Delicious. One of my husband's favorites!
Prep Time20 minutes
Cook Time25 minutes
Total Time45 minutes
Course: Dinner, Main Course
Cuisine: American
Keyword: dinner, main course, mushrooms, pork, pork tenderloin, sour cream
Servings: 4
Author: Sharon McDonald

Equipment

  • Stove

Ingredients

  • 1.5 lbs A Cut Above Pork Tenderloin
  • 2 tbsp Butter
  • 2 tbsp Extra Virgin Olive Oil
  • 2 c Sliced Mushrooms
  • 1 bunch Green Onion 2-3" of green, sliced
  • 1 Salt To Taste
  • 1 Pepper To Taste
  • 1/3 c Dry White Wine You can use plain white cooking wine in the vinegar aisle of your grocery store
  • 1 c Chicken Broth Divided
  • 1 tbsp Flour
  • 1/2 c Sour Cream
  • 1 tbsp Chopped Fresh Parsley

Instructions

  • Slice tenderloins into about 8 pieces; flatten each medallion slightly with the heel of your hand.
  • In a large skillet or saute' pan over medium heat, melt 1 Tbsp. of butter with 1 Tbsp. of oil.  Cook mushrooms until tender, about 5 min., then add onion and cook for 1 min. longe.
  • Transfer the mushrooms and onions to a plate; set aside.
  • Pour off the excess liquids from the pan.  Melt the remaining butter with oil over medium heat.  Add pork tenderloin medallions and cook for  3 min. on each side, or until browned.
  • Sprinkle the pork lightly with salt & pepper.
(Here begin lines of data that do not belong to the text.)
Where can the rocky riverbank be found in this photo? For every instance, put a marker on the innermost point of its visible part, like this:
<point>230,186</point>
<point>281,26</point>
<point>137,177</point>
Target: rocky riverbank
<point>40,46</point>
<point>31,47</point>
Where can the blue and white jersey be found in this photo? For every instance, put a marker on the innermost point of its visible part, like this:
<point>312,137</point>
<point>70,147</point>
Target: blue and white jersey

Pour in wine and half of the chicken broth.  Reduce heat to low, and cook for 15 minutes.
  • Transfer the pork to a serving dish and keep warm.
  • Stir flour into the remaining chicken broth until smooth.
  • In the skillet over medium heat, stir in the flour and broth mixture. Cook, stirring, until the sauce is thickened. Taste and add salt and pepper, as needed.
  • Stir in the sour cream, parsley and the cooked mushrooms and onions.  Heat through, but do not boil.
  • Serve sauce with the pork slices.